Just how would you capture those movements in illustrations? It’s supposed to be a fanart of a show you like and want to portray faithfully, but you can’t quite grasp it from manga or anime...
I did a lot of research on my own, but only having surface-level knowledge would make it look fake. That said, it would be hard to attend an actual show...
And so for Sawa Shiramori’s sake, we’ve asked 2nd generation rakugo artist Keiki Hayashiya to come demonstrate the unique movements for her in person!
The first half of the piece will show off Shiramori’s illustrations based on Keiki’s movements. We’ll explore the technique of rakugo, wherein one person plays many with a swipe of a paper fan.
The latter half will feature footage from the interview in which Keiki talks about his thoughts and feelings on rakugo, as well as an impromptu pixiv rakugo show he graciously agreed to put on!
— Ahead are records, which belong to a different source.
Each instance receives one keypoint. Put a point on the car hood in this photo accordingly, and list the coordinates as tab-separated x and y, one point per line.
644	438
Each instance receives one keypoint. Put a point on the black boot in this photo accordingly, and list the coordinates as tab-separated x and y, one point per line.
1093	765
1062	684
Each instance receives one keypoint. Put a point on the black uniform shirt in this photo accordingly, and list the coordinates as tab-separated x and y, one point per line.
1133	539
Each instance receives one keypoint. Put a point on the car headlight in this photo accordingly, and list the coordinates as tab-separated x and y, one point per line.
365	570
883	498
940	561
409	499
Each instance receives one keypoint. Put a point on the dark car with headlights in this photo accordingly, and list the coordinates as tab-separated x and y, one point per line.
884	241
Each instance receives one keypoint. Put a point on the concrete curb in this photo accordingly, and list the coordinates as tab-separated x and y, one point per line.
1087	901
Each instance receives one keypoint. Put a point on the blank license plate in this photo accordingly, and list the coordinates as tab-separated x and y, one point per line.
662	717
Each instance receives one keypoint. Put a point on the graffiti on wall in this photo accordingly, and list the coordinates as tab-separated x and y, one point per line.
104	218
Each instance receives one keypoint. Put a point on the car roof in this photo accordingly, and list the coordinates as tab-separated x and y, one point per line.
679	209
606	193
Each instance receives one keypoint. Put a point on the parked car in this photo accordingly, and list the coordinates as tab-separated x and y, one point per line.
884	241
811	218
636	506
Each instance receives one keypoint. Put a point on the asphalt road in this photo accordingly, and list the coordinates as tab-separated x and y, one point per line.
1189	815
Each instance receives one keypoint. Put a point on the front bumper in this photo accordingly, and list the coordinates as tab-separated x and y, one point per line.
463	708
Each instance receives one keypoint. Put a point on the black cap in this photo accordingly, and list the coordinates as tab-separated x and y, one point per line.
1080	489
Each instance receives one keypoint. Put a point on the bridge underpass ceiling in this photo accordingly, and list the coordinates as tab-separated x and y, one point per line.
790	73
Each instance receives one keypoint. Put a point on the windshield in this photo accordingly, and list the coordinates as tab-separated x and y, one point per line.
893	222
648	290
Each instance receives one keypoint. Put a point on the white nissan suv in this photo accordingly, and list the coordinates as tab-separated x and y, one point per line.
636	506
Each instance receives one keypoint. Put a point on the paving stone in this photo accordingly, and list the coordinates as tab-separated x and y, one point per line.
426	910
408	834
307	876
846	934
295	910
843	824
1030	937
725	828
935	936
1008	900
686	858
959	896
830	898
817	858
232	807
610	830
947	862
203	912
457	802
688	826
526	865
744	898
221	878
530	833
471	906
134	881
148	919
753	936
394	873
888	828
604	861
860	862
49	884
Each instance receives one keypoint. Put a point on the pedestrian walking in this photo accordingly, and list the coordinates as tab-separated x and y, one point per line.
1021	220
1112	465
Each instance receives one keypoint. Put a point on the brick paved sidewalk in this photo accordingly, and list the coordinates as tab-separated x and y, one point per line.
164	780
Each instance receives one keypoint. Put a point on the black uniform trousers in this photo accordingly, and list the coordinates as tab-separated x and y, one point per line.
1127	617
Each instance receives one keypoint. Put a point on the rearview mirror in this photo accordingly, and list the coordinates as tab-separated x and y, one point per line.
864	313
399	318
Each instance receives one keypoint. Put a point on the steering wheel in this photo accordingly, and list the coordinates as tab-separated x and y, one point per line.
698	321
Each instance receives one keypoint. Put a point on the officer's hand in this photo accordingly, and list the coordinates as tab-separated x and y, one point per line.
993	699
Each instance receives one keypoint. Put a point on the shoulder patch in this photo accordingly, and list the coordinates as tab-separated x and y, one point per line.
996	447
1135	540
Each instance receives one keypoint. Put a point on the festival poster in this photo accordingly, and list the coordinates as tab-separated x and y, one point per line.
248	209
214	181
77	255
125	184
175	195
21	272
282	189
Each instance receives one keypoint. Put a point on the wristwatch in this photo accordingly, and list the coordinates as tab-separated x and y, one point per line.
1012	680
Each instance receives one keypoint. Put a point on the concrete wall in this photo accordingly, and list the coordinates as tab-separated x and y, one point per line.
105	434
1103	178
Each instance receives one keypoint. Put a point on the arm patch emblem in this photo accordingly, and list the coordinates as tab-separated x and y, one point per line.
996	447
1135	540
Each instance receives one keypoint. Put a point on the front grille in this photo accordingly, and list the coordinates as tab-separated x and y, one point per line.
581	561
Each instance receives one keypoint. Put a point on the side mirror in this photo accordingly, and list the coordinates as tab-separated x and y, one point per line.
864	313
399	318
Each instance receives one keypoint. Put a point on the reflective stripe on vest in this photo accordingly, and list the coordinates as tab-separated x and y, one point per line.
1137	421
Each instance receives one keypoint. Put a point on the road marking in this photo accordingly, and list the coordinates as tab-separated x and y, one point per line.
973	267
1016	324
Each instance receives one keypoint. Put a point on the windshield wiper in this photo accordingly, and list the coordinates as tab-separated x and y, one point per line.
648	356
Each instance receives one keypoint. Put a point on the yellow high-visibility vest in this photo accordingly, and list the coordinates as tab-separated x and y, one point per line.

Stay tuned ‘till the end!
Sawa Shiramori tries to draw the body language of rakugo!
Shiramori jumps straight into sketching out Keiki’s movements after seeing them.
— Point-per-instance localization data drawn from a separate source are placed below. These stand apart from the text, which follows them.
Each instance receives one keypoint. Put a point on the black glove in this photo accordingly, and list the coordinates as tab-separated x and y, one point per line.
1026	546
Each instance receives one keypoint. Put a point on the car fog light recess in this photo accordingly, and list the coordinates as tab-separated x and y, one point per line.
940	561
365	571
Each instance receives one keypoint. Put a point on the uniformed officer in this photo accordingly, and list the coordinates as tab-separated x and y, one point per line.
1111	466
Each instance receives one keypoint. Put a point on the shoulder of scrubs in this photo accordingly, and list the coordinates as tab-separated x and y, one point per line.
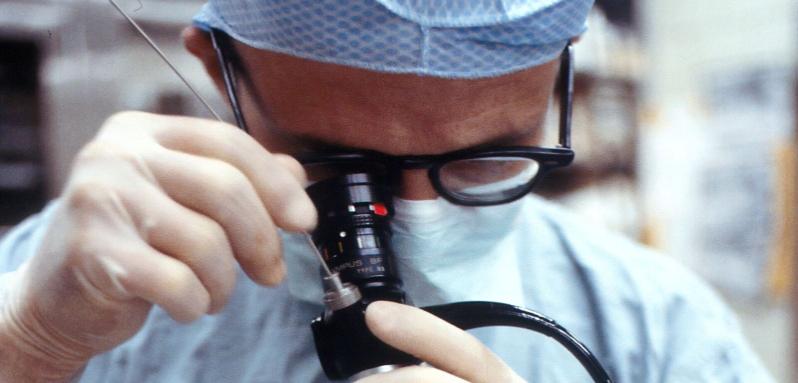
21	242
660	321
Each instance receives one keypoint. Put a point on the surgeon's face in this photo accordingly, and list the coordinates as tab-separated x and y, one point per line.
293	105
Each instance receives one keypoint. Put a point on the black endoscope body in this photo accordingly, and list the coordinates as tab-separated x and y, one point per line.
353	236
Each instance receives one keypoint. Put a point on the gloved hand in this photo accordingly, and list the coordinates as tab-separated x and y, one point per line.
454	355
157	210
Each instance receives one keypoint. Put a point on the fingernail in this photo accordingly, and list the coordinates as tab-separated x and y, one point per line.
303	214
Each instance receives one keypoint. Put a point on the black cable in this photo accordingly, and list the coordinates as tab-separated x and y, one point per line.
470	315
223	52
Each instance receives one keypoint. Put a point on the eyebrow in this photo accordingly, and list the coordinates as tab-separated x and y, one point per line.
510	138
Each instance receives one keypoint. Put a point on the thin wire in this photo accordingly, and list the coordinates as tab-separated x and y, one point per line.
165	59
318	254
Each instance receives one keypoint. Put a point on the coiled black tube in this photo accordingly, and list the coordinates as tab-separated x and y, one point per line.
470	315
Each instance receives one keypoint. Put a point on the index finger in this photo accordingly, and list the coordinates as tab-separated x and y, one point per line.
437	342
280	187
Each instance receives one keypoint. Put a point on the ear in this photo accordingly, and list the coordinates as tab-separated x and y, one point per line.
199	44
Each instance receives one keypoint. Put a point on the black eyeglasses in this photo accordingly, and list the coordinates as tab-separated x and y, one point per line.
472	177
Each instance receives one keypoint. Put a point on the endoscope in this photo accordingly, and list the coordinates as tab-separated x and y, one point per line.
353	238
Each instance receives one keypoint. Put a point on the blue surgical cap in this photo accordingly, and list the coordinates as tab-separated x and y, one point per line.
444	38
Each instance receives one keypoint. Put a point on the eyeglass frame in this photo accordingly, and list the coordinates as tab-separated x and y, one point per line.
548	158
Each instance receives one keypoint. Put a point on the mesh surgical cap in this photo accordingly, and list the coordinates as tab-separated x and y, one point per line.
444	38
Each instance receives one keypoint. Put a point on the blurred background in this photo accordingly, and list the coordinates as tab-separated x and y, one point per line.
685	127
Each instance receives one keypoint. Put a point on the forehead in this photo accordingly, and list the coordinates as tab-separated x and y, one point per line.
395	113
We’ll be looking at 5 aspects of the mannerisms involved in rakugo: “the bow,” “soba,” “tea,” “smoking” and “manju.” After seeing the delivery, we had her finish the drawing and coloring, drawing in the finer details while double-checking against a photograph.
Without further ado, we raise the curtain on the pixiv hall!
In rakugo, the performance must begin and end with the bow. This is why many masters teach their students, “if nothing else, the bow must be courteous.” Keiki’s bow, too, was so proper and on point that we also felt obliged.
The hand placement was so impressive and graceful. Such a stooped posture where you can see the entire crown of the head is rarely drawn, so I had to be conscious of the balance while drawing the entirety of the pose.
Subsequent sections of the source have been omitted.